Reasonable Accommodation: Hospital Need Not Retrain Disabled Nurse, Court Says

Legal Eagle Eye Newsletter for the Nursing Profession

October 1998

  Quick Summary: It is not a hospital’s responsibility to retrain a disabled nurse for a utilization review position.

   After an off-the-job injury a nurse asked about a job that was open in utilization review.

   She was not qualified for the job without additional training.

   She could not go back to her clinical nursing position with her medical restrictions. SUPREME COURT OF MICHIGAN, 1998. 

   A registered nurse wanted to return to work more than a year after an off-the-job shoulder injury in an auto accident. The injury left her with a lifting restriction not to exceed five pounds. The nurse herself admitted she could not return to a clinical position at the hospital as a registered nurse.

   The nurse approached hospital management about a position that was open in utilization review.

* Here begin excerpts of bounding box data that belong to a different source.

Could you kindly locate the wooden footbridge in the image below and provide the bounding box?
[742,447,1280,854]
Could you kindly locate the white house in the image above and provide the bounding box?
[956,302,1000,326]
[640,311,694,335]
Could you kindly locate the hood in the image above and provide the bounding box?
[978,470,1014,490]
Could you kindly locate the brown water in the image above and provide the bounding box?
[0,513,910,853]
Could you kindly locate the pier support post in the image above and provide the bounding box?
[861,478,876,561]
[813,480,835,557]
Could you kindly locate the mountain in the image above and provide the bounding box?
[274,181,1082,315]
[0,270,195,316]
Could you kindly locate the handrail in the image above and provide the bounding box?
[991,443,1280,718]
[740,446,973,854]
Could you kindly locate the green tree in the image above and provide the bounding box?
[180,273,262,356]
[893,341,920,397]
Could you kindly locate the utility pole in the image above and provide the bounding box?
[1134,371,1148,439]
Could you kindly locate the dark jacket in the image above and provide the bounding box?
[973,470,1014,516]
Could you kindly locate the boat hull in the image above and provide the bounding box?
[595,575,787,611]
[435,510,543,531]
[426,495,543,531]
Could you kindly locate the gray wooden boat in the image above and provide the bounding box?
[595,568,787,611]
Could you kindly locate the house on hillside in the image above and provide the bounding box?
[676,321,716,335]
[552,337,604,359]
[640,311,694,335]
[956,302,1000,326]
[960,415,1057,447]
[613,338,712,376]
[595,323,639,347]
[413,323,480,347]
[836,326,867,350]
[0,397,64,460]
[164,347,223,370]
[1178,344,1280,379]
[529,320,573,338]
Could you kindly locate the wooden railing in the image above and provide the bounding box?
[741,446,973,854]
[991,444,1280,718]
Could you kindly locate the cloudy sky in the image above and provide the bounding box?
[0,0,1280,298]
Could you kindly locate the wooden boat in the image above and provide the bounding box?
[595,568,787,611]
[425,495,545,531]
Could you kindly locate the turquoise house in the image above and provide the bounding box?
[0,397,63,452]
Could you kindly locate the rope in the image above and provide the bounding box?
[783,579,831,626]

As she was not qualified for the position, it was not offered to her. She sued for disability discrimination.

   The Supreme Court of Michigan ruled there were no grounds for a disability discrimination lawsuit.

   The case was filed under state law in Michigan. As in many states, state law in Michigan closely parallels Federal law, with the notable exception that Michigan refers to "handicap" discrimination while other states and the Federal laws refer to "disability" which is the more widely accepted terminology.

   As a general rule an employee who becomes disabled is entitled to reasonable accommodation. Reasonable accommodation, among other things, can mean considering the employee for a position compatible with the employee’s disability.

   According to the court, when an employee becomes disabled the employer only has to consider the employee for a position that is open and in the same job classification for which the employee was hired. A clinical nurse with new lifting restrictions should be considered for a clinical nursing position with lesser lifting requirements, if such a position is open.

   However, the court said an employer need not transfer an employee to a completely different position than the position for which the employee was hired, just to avoid charges of failing to make reasonable accommodation. The court said utilization review is a completely different position than clinical nursing.

   The court ruled it would be an unreasonable financial burden, and thus not a reasonable accommodation, to require employers to retrain workers for different positions if they should become disabled.

   The court said this nurse was disabled from clinical nursing but was not qualified for utilization review, so she was not a qualified individual with a disability. All the pieces to the legal puzzle were not in place for her disability discrimination lawsuit. Rourk v. Hospital, 580 N.W. 2d 397 (Mich., 1998).